BEING a modern man can be a tricky business. Don’t take our word for it, ask the Channel 4 editors who commissioned a series on the subject, called All Man, presented by the tranvestite artist Grayson Perry. Or those who run the Men’s Share (Suicide, Harm, Awareness, Recovery and Empathy) project which runs support groups which encourage men to talk about their troubles and as a result is helping to drive down the Scotland’s horrific male suicide rates.
Or David Marshall, a deeply devoted dad, who suffered from depression after the birth of his daughter.
There is no doubt that what our idea of what being a man involves is changing quite dramatically.
On a practical level, how many dads today would know how to build a set of shelves or even rewire a plug? And how many of their dads wouldn’t have been able to do the same thing?
Emotionally, our expectations of men are changing, yet it is still often difficult for most to express their deeper feelings.
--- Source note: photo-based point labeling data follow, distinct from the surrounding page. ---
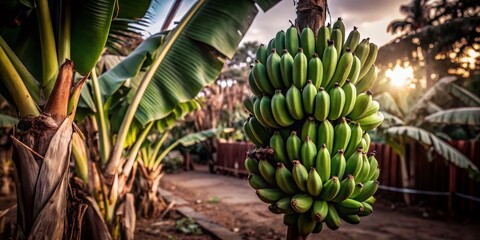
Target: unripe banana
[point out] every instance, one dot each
(330, 189)
(322, 105)
(350, 98)
(301, 203)
(300, 66)
(280, 110)
(267, 171)
(262, 54)
(291, 40)
(322, 38)
(314, 182)
(309, 128)
(266, 111)
(286, 68)
(323, 163)
(252, 84)
(308, 153)
(280, 41)
(307, 42)
(332, 220)
(361, 105)
(294, 145)
(308, 97)
(257, 182)
(354, 164)
(342, 70)
(319, 210)
(315, 71)
(355, 139)
(342, 135)
(251, 164)
(346, 189)
(337, 102)
(261, 78)
(269, 195)
(326, 133)
(352, 40)
(278, 146)
(284, 179)
(329, 60)
(273, 70)
(300, 174)
(368, 80)
(362, 50)
(371, 122)
(338, 164)
(372, 56)
(294, 103)
(305, 225)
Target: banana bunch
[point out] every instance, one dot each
(312, 106)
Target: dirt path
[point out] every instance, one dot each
(232, 203)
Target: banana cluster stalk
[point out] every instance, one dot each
(310, 114)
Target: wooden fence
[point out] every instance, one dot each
(437, 183)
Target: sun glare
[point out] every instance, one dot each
(400, 76)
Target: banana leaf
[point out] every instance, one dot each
(469, 116)
(442, 148)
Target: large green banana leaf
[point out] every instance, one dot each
(442, 148)
(469, 116)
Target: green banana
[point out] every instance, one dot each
(291, 40)
(301, 203)
(262, 54)
(329, 60)
(342, 70)
(330, 189)
(323, 163)
(267, 171)
(269, 195)
(300, 174)
(307, 41)
(261, 78)
(319, 210)
(314, 182)
(286, 68)
(354, 164)
(294, 103)
(280, 111)
(338, 164)
(300, 65)
(322, 105)
(308, 97)
(284, 179)
(343, 134)
(322, 39)
(352, 40)
(361, 105)
(251, 164)
(294, 145)
(273, 70)
(372, 121)
(308, 153)
(278, 146)
(346, 189)
(350, 98)
(332, 220)
(337, 102)
(325, 133)
(305, 225)
(257, 182)
(315, 71)
(266, 111)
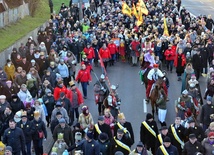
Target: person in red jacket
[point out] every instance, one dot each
(84, 77)
(179, 63)
(113, 50)
(89, 52)
(170, 57)
(60, 87)
(135, 46)
(105, 55)
(76, 99)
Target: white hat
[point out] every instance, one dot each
(113, 87)
(185, 92)
(2, 97)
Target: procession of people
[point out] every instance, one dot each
(39, 83)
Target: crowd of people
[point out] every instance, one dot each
(38, 84)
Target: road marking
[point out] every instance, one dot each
(144, 106)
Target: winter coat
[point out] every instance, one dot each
(14, 138)
(50, 104)
(58, 90)
(10, 70)
(39, 126)
(67, 134)
(63, 70)
(83, 76)
(86, 123)
(17, 105)
(62, 111)
(104, 147)
(28, 129)
(89, 52)
(105, 54)
(191, 149)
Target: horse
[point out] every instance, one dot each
(155, 94)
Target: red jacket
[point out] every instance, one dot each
(113, 48)
(105, 53)
(89, 52)
(83, 76)
(79, 96)
(170, 54)
(58, 90)
(183, 60)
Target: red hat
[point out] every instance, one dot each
(155, 65)
(211, 134)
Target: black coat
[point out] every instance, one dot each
(50, 104)
(128, 126)
(14, 138)
(39, 127)
(191, 149)
(105, 128)
(28, 130)
(180, 132)
(16, 106)
(146, 137)
(197, 61)
(172, 150)
(207, 110)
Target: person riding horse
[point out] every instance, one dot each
(153, 75)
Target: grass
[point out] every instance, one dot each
(12, 33)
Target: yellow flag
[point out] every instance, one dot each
(140, 18)
(165, 32)
(134, 11)
(126, 10)
(142, 7)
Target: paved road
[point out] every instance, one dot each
(196, 7)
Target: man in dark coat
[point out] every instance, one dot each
(121, 142)
(196, 62)
(194, 129)
(167, 147)
(125, 126)
(207, 110)
(101, 127)
(192, 146)
(28, 130)
(177, 131)
(149, 132)
(14, 137)
(63, 128)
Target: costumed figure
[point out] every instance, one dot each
(153, 76)
(112, 101)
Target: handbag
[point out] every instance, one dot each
(41, 134)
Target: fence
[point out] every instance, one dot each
(12, 15)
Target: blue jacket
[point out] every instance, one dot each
(63, 70)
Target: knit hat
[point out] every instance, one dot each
(78, 136)
(149, 116)
(9, 148)
(90, 134)
(103, 136)
(167, 139)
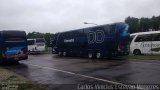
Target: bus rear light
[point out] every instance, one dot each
(119, 46)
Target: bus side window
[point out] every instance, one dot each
(131, 38)
(107, 29)
(146, 37)
(156, 37)
(139, 38)
(142, 38)
(112, 29)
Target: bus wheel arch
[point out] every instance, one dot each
(137, 52)
(60, 53)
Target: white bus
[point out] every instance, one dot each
(36, 45)
(145, 43)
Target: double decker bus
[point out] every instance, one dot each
(95, 42)
(36, 45)
(13, 45)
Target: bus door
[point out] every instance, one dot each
(146, 44)
(155, 48)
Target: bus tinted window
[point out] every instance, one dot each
(13, 40)
(131, 38)
(30, 42)
(39, 40)
(112, 28)
(141, 38)
(156, 37)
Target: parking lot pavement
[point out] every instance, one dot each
(48, 69)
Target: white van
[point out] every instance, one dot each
(36, 45)
(145, 43)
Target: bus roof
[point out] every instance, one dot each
(91, 27)
(141, 33)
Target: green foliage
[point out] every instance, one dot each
(46, 36)
(143, 24)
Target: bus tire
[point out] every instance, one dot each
(64, 54)
(98, 55)
(60, 53)
(90, 55)
(137, 52)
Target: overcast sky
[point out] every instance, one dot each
(61, 15)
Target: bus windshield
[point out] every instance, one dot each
(30, 42)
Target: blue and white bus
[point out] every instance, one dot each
(13, 45)
(98, 41)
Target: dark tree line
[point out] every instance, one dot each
(143, 24)
(46, 36)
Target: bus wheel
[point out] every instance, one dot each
(90, 55)
(98, 55)
(137, 52)
(59, 53)
(64, 54)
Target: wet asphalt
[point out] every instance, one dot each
(75, 73)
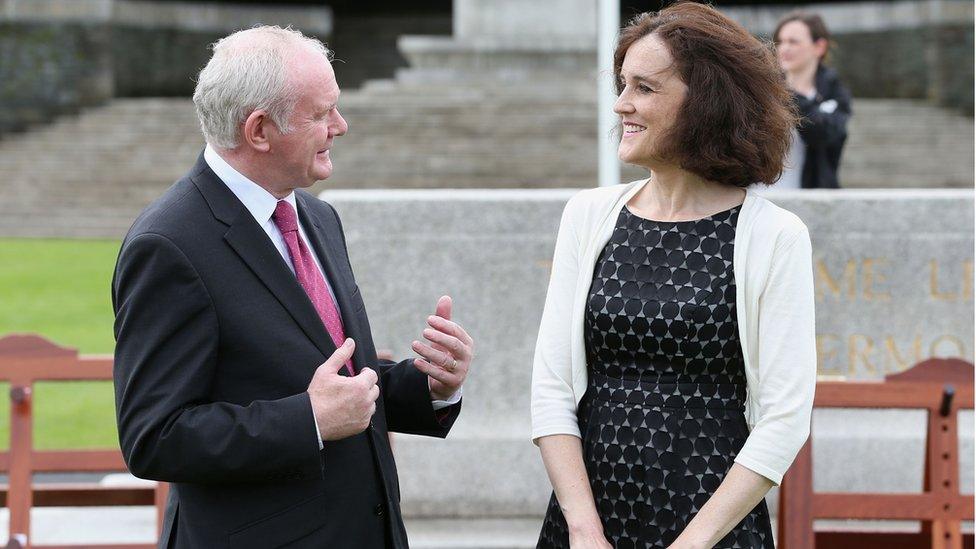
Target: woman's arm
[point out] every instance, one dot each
(563, 458)
(738, 494)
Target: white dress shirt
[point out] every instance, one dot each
(262, 205)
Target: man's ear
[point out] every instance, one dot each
(255, 131)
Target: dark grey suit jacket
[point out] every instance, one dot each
(216, 345)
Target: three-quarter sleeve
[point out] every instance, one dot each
(786, 361)
(553, 401)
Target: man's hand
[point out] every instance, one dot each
(447, 358)
(343, 406)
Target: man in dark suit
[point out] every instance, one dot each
(245, 372)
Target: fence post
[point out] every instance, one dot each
(20, 495)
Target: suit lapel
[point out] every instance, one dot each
(328, 248)
(252, 244)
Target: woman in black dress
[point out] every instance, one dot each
(674, 372)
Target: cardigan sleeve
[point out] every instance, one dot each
(787, 361)
(553, 400)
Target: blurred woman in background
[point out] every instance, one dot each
(802, 43)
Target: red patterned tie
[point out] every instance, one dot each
(309, 275)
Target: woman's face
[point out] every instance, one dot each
(795, 48)
(652, 93)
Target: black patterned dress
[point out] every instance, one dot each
(664, 412)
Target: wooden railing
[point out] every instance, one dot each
(25, 360)
(940, 386)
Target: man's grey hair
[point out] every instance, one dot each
(249, 72)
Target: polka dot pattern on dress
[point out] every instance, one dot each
(663, 417)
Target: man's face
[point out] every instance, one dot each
(302, 156)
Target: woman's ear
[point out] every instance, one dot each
(821, 46)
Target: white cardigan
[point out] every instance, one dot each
(772, 265)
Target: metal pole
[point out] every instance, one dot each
(609, 25)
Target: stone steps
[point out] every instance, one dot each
(89, 174)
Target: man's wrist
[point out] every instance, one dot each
(439, 403)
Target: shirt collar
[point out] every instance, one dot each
(255, 198)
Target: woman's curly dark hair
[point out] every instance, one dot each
(734, 125)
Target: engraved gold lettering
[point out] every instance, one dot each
(832, 285)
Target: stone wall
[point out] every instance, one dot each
(48, 69)
(60, 56)
(894, 286)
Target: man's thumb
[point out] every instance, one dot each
(341, 356)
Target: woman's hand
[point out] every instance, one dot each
(588, 537)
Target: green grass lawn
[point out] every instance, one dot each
(60, 289)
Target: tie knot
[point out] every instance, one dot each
(284, 217)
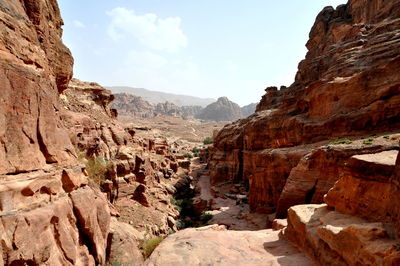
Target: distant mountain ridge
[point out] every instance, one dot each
(221, 110)
(156, 97)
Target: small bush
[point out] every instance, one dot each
(205, 217)
(196, 151)
(150, 245)
(208, 140)
(368, 141)
(188, 156)
(342, 141)
(97, 168)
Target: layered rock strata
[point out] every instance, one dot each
(49, 216)
(360, 223)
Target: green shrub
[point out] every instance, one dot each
(208, 140)
(368, 141)
(341, 141)
(150, 245)
(196, 149)
(97, 169)
(188, 156)
(205, 217)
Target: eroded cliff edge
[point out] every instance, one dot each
(49, 216)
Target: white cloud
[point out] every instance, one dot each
(152, 71)
(78, 24)
(145, 60)
(150, 30)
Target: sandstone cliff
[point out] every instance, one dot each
(140, 173)
(49, 216)
(347, 86)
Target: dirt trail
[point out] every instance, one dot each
(247, 242)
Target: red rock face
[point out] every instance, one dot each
(34, 67)
(49, 216)
(369, 188)
(348, 85)
(360, 223)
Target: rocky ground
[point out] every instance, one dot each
(79, 187)
(182, 134)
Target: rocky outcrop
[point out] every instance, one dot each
(222, 110)
(35, 67)
(249, 109)
(131, 105)
(348, 85)
(49, 215)
(360, 223)
(128, 104)
(214, 245)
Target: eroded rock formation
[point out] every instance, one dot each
(49, 216)
(348, 85)
(131, 105)
(360, 223)
(222, 110)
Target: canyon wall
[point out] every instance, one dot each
(348, 86)
(49, 216)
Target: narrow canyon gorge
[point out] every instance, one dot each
(311, 178)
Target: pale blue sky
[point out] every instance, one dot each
(207, 48)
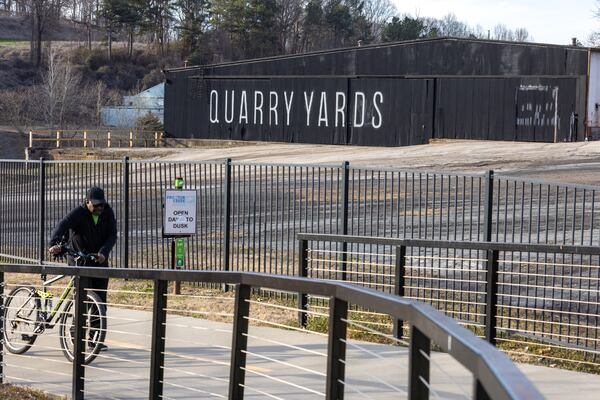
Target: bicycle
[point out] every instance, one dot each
(28, 312)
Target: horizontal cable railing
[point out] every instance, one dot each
(537, 302)
(494, 375)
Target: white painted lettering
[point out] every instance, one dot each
(214, 107)
(323, 110)
(379, 120)
(229, 120)
(288, 106)
(243, 107)
(273, 106)
(362, 108)
(258, 105)
(340, 105)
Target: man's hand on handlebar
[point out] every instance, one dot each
(55, 250)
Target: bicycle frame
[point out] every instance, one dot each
(56, 307)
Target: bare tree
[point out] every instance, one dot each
(377, 13)
(43, 14)
(60, 84)
(451, 26)
(288, 19)
(501, 32)
(522, 35)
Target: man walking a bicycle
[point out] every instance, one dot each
(91, 229)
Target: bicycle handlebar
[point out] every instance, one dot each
(77, 255)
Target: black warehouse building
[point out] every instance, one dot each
(392, 94)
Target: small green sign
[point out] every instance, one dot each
(179, 253)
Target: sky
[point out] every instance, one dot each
(550, 21)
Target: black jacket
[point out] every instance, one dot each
(84, 235)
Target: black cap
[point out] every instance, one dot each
(96, 195)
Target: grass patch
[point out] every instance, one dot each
(12, 41)
(12, 392)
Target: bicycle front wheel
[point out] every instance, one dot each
(21, 319)
(94, 328)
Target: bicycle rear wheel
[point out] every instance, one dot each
(94, 328)
(21, 318)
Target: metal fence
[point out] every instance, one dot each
(491, 374)
(249, 214)
(536, 302)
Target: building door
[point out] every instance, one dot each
(537, 117)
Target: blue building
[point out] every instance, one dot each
(134, 107)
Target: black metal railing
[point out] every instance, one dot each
(521, 297)
(494, 375)
(249, 214)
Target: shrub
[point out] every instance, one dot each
(149, 122)
(95, 60)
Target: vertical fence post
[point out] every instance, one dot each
(239, 344)
(227, 218)
(42, 211)
(125, 207)
(303, 273)
(418, 365)
(479, 392)
(491, 296)
(157, 357)
(399, 286)
(336, 349)
(2, 327)
(77, 387)
(345, 191)
(489, 206)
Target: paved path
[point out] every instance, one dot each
(197, 365)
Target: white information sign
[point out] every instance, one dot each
(180, 213)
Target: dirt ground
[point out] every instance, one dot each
(565, 162)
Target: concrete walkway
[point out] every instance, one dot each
(281, 364)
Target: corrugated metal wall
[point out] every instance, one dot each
(389, 95)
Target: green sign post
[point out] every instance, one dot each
(179, 253)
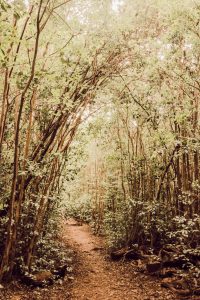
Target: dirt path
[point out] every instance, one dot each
(97, 278)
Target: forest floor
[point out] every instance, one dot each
(95, 276)
(99, 278)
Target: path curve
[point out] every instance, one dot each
(97, 278)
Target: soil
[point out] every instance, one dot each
(99, 278)
(95, 276)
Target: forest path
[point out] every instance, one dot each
(98, 278)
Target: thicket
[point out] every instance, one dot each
(51, 70)
(142, 170)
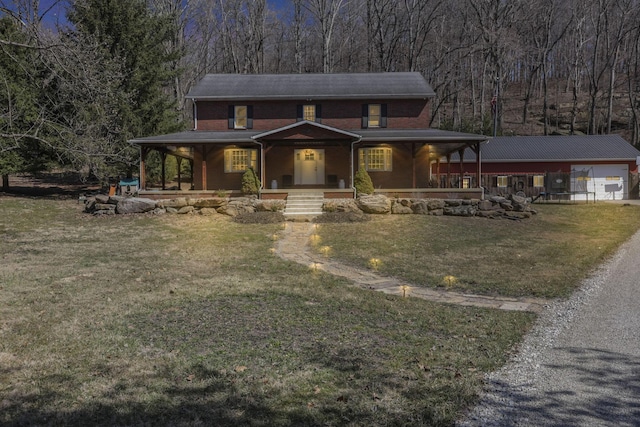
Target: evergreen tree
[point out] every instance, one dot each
(22, 126)
(139, 39)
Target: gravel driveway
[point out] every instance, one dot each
(580, 366)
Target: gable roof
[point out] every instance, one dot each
(515, 149)
(239, 87)
(308, 124)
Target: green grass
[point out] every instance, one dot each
(545, 256)
(190, 320)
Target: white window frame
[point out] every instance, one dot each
(376, 159)
(309, 112)
(240, 116)
(238, 160)
(375, 115)
(538, 181)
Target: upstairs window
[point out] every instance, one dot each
(240, 116)
(374, 116)
(378, 159)
(240, 159)
(538, 181)
(309, 112)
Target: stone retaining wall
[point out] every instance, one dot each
(513, 207)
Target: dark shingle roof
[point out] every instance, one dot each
(311, 86)
(554, 149)
(198, 136)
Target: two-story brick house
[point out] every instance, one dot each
(312, 131)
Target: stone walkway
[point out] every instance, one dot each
(293, 245)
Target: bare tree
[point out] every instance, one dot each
(326, 13)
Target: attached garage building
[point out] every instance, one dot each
(586, 167)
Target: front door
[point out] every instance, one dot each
(309, 167)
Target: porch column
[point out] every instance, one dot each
(461, 154)
(164, 169)
(143, 179)
(476, 149)
(204, 167)
(179, 161)
(191, 169)
(448, 171)
(413, 165)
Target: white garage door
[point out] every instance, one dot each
(608, 182)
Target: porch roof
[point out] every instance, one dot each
(327, 131)
(443, 141)
(239, 87)
(199, 137)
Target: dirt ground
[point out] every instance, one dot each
(50, 184)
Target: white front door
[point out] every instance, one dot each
(309, 167)
(605, 182)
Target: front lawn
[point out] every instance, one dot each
(192, 320)
(545, 256)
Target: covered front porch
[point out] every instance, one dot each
(310, 156)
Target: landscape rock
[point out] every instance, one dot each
(400, 209)
(186, 210)
(132, 205)
(374, 204)
(208, 211)
(215, 202)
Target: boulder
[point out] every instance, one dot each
(215, 202)
(374, 204)
(102, 198)
(270, 205)
(399, 208)
(485, 205)
(420, 207)
(208, 211)
(462, 210)
(435, 204)
(177, 203)
(186, 210)
(237, 207)
(135, 205)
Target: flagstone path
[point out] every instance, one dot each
(294, 245)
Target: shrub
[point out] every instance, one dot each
(363, 183)
(250, 182)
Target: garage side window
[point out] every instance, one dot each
(240, 159)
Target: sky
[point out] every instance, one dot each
(54, 10)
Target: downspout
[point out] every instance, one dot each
(262, 172)
(353, 187)
(195, 115)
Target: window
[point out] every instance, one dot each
(538, 180)
(240, 116)
(240, 159)
(374, 116)
(309, 112)
(375, 159)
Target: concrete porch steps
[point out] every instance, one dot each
(304, 205)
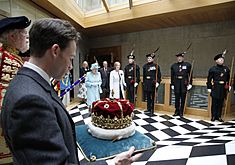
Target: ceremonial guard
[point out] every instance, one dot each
(150, 70)
(105, 73)
(181, 81)
(218, 86)
(13, 37)
(82, 92)
(132, 78)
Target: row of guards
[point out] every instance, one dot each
(181, 82)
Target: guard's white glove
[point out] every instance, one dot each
(135, 85)
(189, 87)
(157, 84)
(125, 158)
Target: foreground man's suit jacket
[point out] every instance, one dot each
(36, 125)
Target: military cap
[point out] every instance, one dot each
(131, 56)
(9, 23)
(180, 54)
(25, 54)
(151, 55)
(218, 56)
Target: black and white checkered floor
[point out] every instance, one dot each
(180, 141)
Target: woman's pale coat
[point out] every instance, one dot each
(93, 85)
(116, 81)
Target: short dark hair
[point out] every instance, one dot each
(46, 32)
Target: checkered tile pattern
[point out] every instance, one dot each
(180, 141)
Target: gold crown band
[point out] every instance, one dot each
(108, 123)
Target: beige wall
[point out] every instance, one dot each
(207, 41)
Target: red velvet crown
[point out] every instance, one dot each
(111, 108)
(112, 114)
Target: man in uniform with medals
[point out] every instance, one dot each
(14, 39)
(217, 86)
(132, 78)
(180, 83)
(151, 81)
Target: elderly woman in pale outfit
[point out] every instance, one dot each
(117, 82)
(93, 84)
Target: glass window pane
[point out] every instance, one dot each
(89, 5)
(117, 2)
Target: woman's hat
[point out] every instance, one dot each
(95, 66)
(9, 23)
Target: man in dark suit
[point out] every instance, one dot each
(105, 72)
(180, 83)
(151, 80)
(132, 78)
(36, 125)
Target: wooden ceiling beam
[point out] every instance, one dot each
(105, 5)
(130, 4)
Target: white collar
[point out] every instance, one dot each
(37, 69)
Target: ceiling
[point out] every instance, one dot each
(187, 17)
(205, 14)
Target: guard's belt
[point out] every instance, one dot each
(179, 77)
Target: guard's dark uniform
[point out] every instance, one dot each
(180, 73)
(105, 72)
(149, 80)
(220, 75)
(132, 76)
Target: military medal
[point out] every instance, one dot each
(180, 69)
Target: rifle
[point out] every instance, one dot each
(189, 78)
(73, 85)
(229, 84)
(134, 70)
(155, 96)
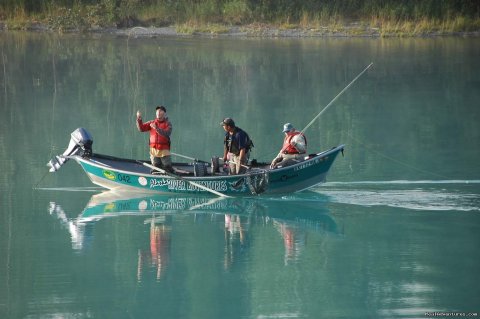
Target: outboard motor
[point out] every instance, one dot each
(80, 144)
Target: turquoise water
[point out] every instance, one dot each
(392, 234)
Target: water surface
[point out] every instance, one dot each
(393, 234)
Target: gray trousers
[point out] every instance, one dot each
(163, 162)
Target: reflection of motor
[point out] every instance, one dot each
(199, 168)
(80, 143)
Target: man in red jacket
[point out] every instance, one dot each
(294, 147)
(160, 129)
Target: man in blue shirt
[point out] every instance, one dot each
(237, 146)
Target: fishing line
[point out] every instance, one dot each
(54, 102)
(336, 97)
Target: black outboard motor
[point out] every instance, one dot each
(80, 144)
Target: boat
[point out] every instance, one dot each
(197, 177)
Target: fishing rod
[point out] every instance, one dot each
(335, 98)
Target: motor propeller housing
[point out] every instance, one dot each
(80, 144)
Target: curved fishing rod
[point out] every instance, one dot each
(336, 97)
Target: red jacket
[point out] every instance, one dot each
(287, 147)
(160, 137)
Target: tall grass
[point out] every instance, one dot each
(388, 16)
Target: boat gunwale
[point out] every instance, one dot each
(90, 161)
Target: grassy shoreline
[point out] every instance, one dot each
(360, 18)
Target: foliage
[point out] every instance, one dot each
(387, 15)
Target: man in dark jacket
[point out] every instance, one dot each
(237, 146)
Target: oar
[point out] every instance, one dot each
(184, 156)
(336, 97)
(185, 180)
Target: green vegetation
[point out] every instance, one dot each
(383, 17)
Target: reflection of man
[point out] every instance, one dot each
(160, 242)
(293, 241)
(233, 226)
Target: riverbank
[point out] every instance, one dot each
(355, 29)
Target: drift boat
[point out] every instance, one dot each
(193, 178)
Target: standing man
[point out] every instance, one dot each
(160, 129)
(237, 145)
(293, 149)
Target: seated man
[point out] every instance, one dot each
(293, 149)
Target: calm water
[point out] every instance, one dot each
(393, 234)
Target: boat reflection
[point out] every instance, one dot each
(293, 218)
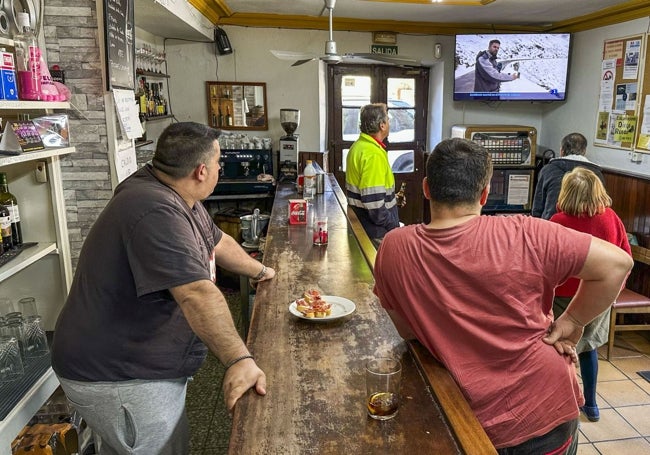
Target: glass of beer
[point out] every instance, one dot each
(383, 376)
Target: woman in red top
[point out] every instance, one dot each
(584, 205)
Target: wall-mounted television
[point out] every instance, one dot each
(526, 67)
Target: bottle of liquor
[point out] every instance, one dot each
(220, 118)
(400, 196)
(9, 200)
(228, 116)
(309, 185)
(142, 92)
(5, 228)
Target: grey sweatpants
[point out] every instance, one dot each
(133, 417)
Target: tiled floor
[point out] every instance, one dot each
(623, 399)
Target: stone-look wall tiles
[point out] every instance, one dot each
(71, 36)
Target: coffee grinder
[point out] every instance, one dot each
(288, 157)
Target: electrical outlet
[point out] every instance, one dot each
(40, 172)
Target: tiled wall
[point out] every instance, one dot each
(72, 42)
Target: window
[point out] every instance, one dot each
(405, 92)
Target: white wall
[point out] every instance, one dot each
(304, 87)
(579, 112)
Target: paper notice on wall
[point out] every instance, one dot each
(518, 189)
(601, 128)
(626, 97)
(613, 50)
(125, 160)
(608, 75)
(624, 128)
(631, 60)
(127, 113)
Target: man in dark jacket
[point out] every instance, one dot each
(572, 155)
(487, 74)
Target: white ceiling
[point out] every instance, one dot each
(522, 12)
(151, 16)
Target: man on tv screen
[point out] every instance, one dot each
(488, 75)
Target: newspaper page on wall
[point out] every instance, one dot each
(620, 85)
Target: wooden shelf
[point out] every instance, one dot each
(26, 408)
(37, 155)
(27, 105)
(152, 74)
(25, 259)
(158, 117)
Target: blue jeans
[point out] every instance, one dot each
(561, 440)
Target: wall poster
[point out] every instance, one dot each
(618, 102)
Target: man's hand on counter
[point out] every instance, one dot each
(241, 377)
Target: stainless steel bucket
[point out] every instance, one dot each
(252, 227)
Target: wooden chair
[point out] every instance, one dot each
(629, 302)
Grayson Perry says it is a code which we subconsciously drum into our sons from birth: “Boys think they’re breaking the man contract if they cry.”
There are few spaces where men sit and talk to each other without a pint in hand or a football in front of them. That is perhaps one of the reasons so many men can feel isolated even in the midst of a busy life.
That is one of the reasons that Dads Rock, the playgroups for fathers and their children which David Marshall set up in Edinburgh with his friend Thomas Lynch, have been such a success. The group promises 90 minutes of chaos, fun shared between dads and their kids, and certainly deliver on it.
This month they are doubling in size in Edinburgh by adding two new groups in Craigmillar and the Old Town. They are sure to be a huge hit.